(3)企業ブランディング・採用力の毀損
 求人媒体や口コミサイトでは「賞与年○回」という表記が応募者の目を引きます。給与化でその文言が消えると、実質年収が同じでも「賞与なし」とみなされ、検索フィルターから外れるリスクがあります。

 また、「賞与を削ってコストカットを図った」という印象がSNSや転職口コミサイトで拡散されやすく、採用活動に目に見えない障壁が生まれる可能性も否定できません。

報酬改革を成功させるには?
社員の納得を引き出す4つのポイント

 ボーナスの給与化による影響を最小限に抑え、社員の納得を得ながら制度を導入するためには、主に次の四つが重要なポイントです。

(1)制度変更の目的を共有する
 社員へ説明をする際には、物価高対応、人材確保、報酬の安定化といった背景を冒頭で示し、「なぜ今この改定なのか」を伝えましょう。また、賞与は業績次第で変動しやすい一方、月給は一度上がるとなかなか下がりません。この「変動リスク低減」「家計の見通しが立てやすい」など、社員側の利点も併せて示すと良いでしょう。

(2)影響を「見える化」した事前説明
 モデルケースを用いて保険料や手取りの変化を早期に共有するべきです。特に給与水準の中間層が「自分だけ損をした」と感じやすいため、段階的な移行措置や給与体系の選択制など、クッション策を合わせて示すことが大切でしょう。

(3)インセンティブの再設計
 賞与など成果連動型の報酬を廃止すると、そのままでは成果を評価しにくくなります。そこで代替策として、「スポットボーナス」や「利益分配手当」など短期・変動型インセンティブを新たに設計し、欠けた評価機能を補完する方法が有効です。個々の成果がタイムリーに報酬へ反映されるという実感が持てれば、公平感が生まれ、社員のモチベーションを保つことができます。

(4)社外・採用向けコミュニケーション
 報酬体系の変更は採用ブランドに直結します。求人票には「賞与相当額を月給に含む」「提示月給は賞与込み年収ベース」などと明記し誤解を防ぐ方法が考えられます。あわせて社内FAQや説明動画、面接用Q&Aを整備し、誰でも説明しやすい環境を用意すると制度がスムーズに定着するでしょう。

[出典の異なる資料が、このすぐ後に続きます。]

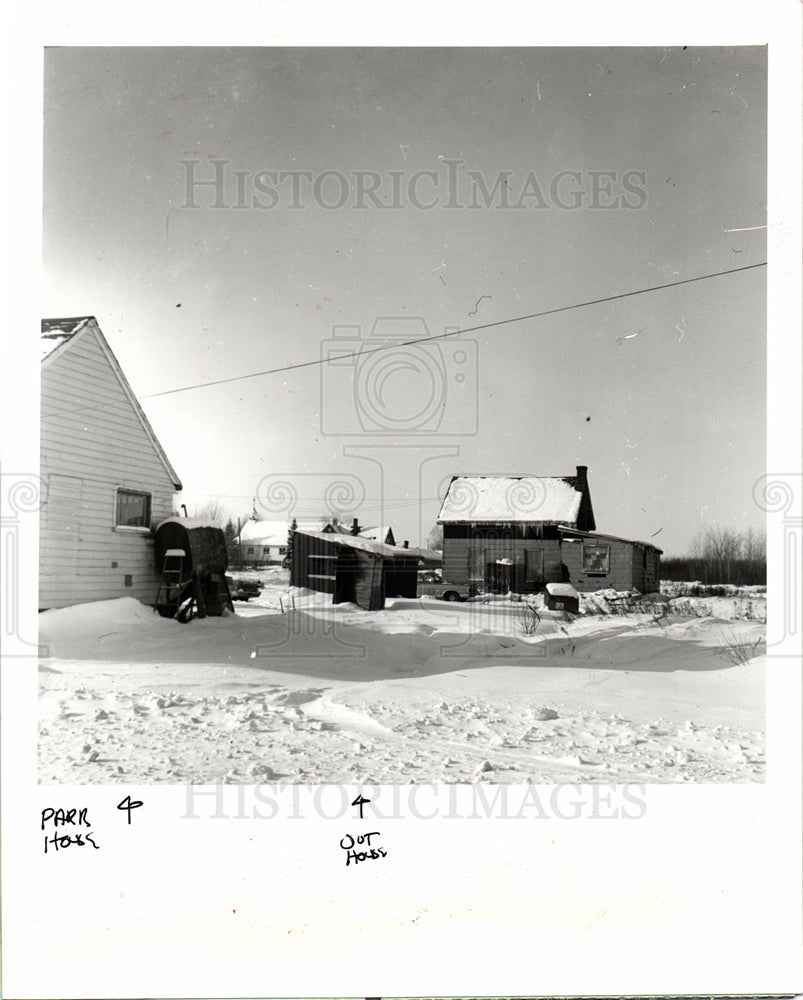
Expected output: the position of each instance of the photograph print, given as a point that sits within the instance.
(403, 416)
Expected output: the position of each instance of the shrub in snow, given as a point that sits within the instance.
(528, 619)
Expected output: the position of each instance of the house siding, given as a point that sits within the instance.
(92, 443)
(628, 566)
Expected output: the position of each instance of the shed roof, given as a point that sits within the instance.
(591, 536)
(368, 545)
(272, 532)
(472, 499)
(57, 333)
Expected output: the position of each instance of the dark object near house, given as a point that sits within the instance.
(243, 590)
(562, 597)
(432, 584)
(192, 558)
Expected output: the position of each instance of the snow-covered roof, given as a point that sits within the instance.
(56, 332)
(572, 534)
(191, 522)
(367, 544)
(510, 498)
(271, 532)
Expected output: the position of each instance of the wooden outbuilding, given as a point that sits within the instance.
(518, 533)
(353, 569)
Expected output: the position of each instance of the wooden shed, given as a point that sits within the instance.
(353, 569)
(518, 533)
(105, 477)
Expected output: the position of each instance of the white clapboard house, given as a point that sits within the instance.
(106, 480)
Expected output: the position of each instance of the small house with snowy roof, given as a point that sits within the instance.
(518, 533)
(106, 480)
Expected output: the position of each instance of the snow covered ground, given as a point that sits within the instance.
(292, 689)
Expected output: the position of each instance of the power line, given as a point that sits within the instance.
(453, 333)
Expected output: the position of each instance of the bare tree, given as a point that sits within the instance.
(213, 510)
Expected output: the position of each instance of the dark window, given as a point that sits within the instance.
(533, 566)
(596, 559)
(133, 509)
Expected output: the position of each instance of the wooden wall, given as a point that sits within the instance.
(626, 564)
(92, 442)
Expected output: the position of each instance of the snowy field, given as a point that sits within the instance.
(291, 689)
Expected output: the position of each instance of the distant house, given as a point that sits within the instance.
(264, 543)
(106, 479)
(518, 533)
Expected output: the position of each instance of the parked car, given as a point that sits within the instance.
(431, 584)
(242, 589)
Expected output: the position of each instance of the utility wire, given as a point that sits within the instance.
(452, 333)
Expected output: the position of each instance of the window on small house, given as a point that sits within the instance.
(596, 559)
(476, 561)
(133, 509)
(533, 566)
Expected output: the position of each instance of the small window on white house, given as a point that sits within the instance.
(133, 509)
(596, 559)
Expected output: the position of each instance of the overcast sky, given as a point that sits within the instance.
(432, 190)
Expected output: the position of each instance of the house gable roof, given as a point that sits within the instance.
(58, 335)
(512, 499)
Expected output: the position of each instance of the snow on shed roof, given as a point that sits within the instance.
(367, 544)
(572, 534)
(510, 498)
(272, 532)
(192, 522)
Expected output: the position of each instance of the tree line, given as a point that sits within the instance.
(721, 555)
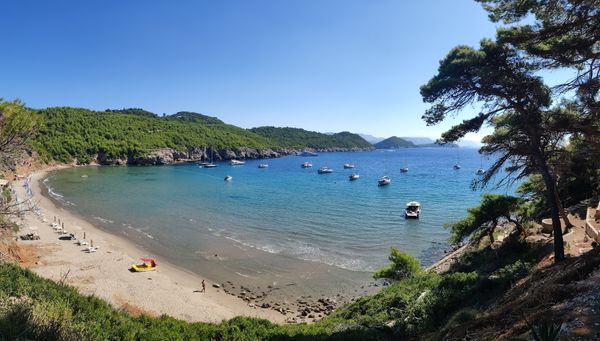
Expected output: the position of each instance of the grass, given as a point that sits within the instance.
(35, 308)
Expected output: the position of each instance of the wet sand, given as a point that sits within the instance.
(300, 291)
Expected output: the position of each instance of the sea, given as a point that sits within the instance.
(283, 225)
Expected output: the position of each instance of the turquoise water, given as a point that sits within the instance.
(188, 213)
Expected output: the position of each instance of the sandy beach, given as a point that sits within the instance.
(169, 290)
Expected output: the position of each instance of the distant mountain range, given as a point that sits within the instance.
(394, 143)
(420, 141)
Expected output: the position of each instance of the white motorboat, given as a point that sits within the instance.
(307, 152)
(457, 164)
(384, 181)
(412, 210)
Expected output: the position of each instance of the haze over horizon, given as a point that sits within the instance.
(323, 66)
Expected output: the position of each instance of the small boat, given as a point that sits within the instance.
(67, 236)
(307, 152)
(412, 210)
(384, 181)
(148, 264)
(457, 164)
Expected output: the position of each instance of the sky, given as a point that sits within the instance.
(322, 65)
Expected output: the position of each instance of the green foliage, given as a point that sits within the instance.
(403, 266)
(485, 217)
(17, 124)
(72, 133)
(508, 275)
(79, 134)
(133, 111)
(393, 143)
(545, 331)
(300, 138)
(195, 117)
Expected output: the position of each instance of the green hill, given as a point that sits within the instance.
(300, 138)
(68, 134)
(394, 143)
(195, 117)
(75, 133)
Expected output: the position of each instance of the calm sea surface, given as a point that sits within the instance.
(191, 216)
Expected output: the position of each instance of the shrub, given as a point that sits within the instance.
(403, 266)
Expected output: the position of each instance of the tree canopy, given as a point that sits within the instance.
(483, 219)
(514, 101)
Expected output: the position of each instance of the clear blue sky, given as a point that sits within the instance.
(324, 65)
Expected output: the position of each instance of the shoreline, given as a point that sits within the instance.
(173, 291)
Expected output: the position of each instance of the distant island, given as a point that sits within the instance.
(395, 142)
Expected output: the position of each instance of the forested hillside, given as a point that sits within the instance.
(393, 143)
(300, 138)
(68, 133)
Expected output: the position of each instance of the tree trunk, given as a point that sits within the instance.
(540, 161)
(561, 209)
(559, 247)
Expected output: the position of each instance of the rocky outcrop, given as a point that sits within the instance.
(166, 156)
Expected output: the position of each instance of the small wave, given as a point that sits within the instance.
(106, 221)
(53, 193)
(310, 254)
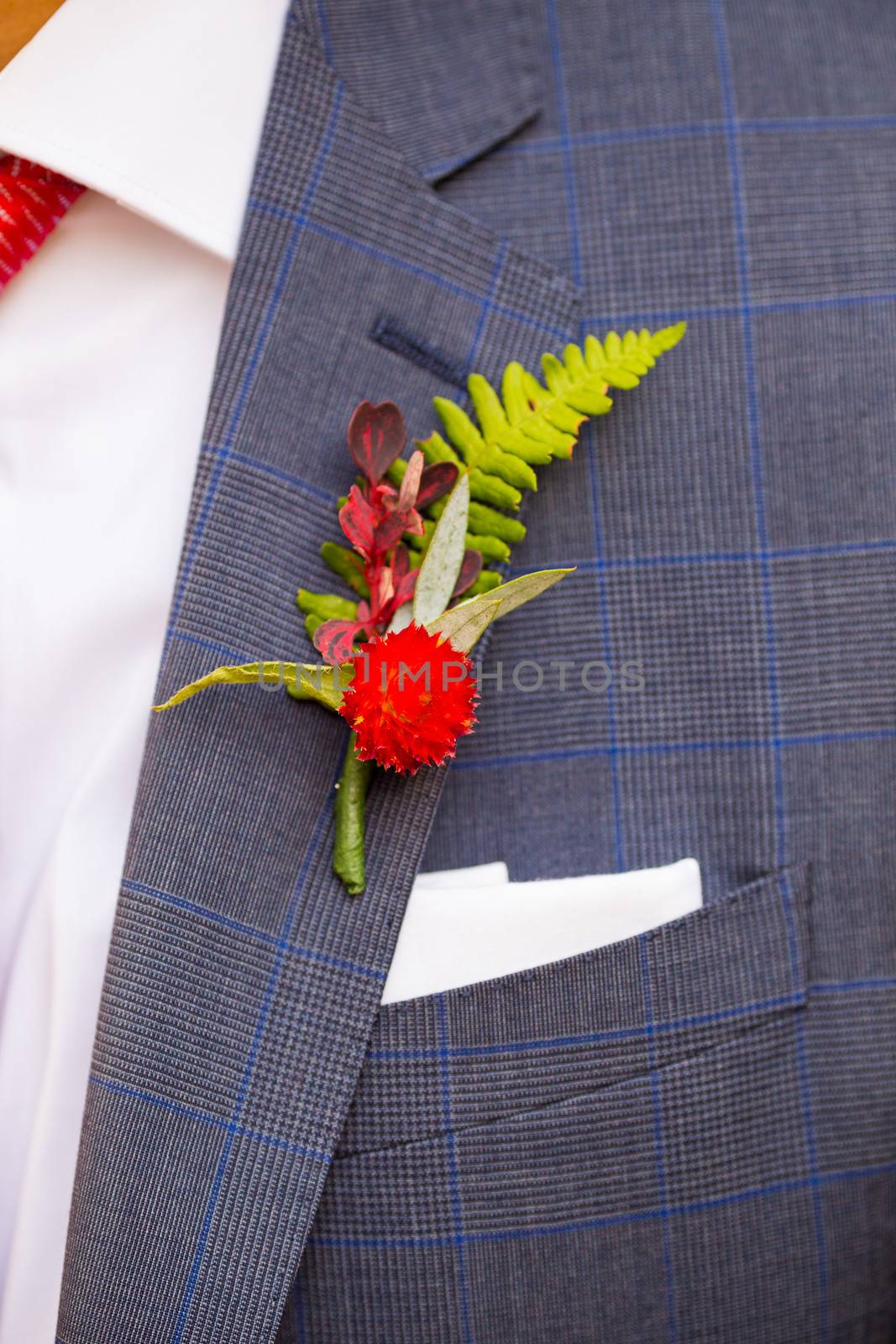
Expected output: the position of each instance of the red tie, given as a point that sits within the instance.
(33, 201)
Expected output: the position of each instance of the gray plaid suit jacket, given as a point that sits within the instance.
(685, 1136)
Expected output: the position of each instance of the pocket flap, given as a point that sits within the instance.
(445, 81)
(587, 1021)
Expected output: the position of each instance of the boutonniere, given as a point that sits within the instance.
(426, 535)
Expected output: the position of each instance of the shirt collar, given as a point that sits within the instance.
(157, 105)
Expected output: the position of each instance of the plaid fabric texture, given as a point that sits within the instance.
(692, 1135)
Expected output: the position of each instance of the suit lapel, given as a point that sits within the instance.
(242, 981)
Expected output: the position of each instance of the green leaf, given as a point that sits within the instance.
(486, 581)
(464, 624)
(443, 557)
(327, 605)
(347, 564)
(302, 680)
(348, 816)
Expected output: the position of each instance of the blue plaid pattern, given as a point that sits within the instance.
(688, 1136)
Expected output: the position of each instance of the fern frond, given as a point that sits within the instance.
(511, 433)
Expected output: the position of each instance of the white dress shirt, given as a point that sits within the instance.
(107, 340)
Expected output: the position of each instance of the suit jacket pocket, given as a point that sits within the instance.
(611, 1147)
(732, 971)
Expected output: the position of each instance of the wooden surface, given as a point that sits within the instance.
(19, 20)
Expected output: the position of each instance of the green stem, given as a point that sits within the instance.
(348, 808)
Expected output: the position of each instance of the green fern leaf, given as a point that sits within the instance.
(508, 434)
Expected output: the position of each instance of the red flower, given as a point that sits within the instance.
(411, 698)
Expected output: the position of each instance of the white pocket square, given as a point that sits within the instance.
(468, 925)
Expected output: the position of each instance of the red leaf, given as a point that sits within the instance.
(391, 528)
(436, 481)
(470, 570)
(333, 640)
(411, 481)
(358, 521)
(376, 437)
(401, 562)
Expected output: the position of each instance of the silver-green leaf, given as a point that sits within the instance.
(443, 557)
(464, 624)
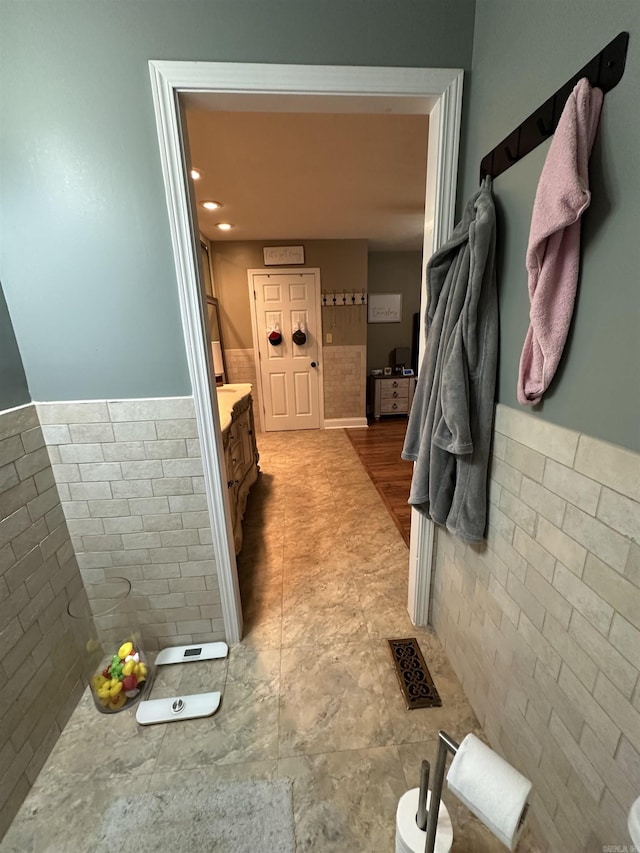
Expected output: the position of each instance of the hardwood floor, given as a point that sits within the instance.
(379, 450)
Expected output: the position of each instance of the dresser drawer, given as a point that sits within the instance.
(389, 393)
(394, 407)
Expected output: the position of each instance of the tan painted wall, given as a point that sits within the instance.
(393, 272)
(342, 264)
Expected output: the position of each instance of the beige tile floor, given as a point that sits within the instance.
(310, 693)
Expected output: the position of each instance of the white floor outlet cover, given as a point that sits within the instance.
(177, 708)
(191, 654)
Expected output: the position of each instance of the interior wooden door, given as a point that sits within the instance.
(289, 372)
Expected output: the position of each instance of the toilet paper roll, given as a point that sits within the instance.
(491, 788)
(410, 839)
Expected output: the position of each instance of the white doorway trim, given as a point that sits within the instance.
(436, 91)
(315, 271)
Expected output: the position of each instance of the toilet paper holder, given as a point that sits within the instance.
(445, 744)
(429, 819)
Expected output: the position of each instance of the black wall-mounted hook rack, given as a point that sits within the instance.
(604, 71)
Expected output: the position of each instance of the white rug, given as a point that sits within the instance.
(238, 817)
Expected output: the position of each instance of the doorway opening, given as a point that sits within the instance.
(436, 92)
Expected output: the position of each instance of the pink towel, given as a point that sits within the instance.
(553, 255)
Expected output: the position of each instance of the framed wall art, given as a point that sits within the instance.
(385, 308)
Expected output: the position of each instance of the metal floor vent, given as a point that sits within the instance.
(416, 683)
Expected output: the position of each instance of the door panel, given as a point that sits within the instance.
(302, 393)
(278, 389)
(290, 385)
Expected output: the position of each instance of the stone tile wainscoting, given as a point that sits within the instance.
(241, 367)
(39, 671)
(344, 382)
(129, 475)
(542, 625)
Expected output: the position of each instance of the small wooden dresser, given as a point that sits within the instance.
(391, 395)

 ボーナスを月給に組み込む決断は、単なる支払方法の変更ではなく、経営と人事の両面を組み替える大きなチャレンジです。制度導入の背景や公平性を丁寧に共有し、成果連動の楽しみを別の形で補完できれば、手取り逆転や士気低下といった副作用は徐々に和らぐでしょう。

 固定給による安心感と評価のメリハリを適切に配分する設計こそが、物価高や事業環境の変動にも揺らぎにくい組織をつくる重要な鍵となるはずです。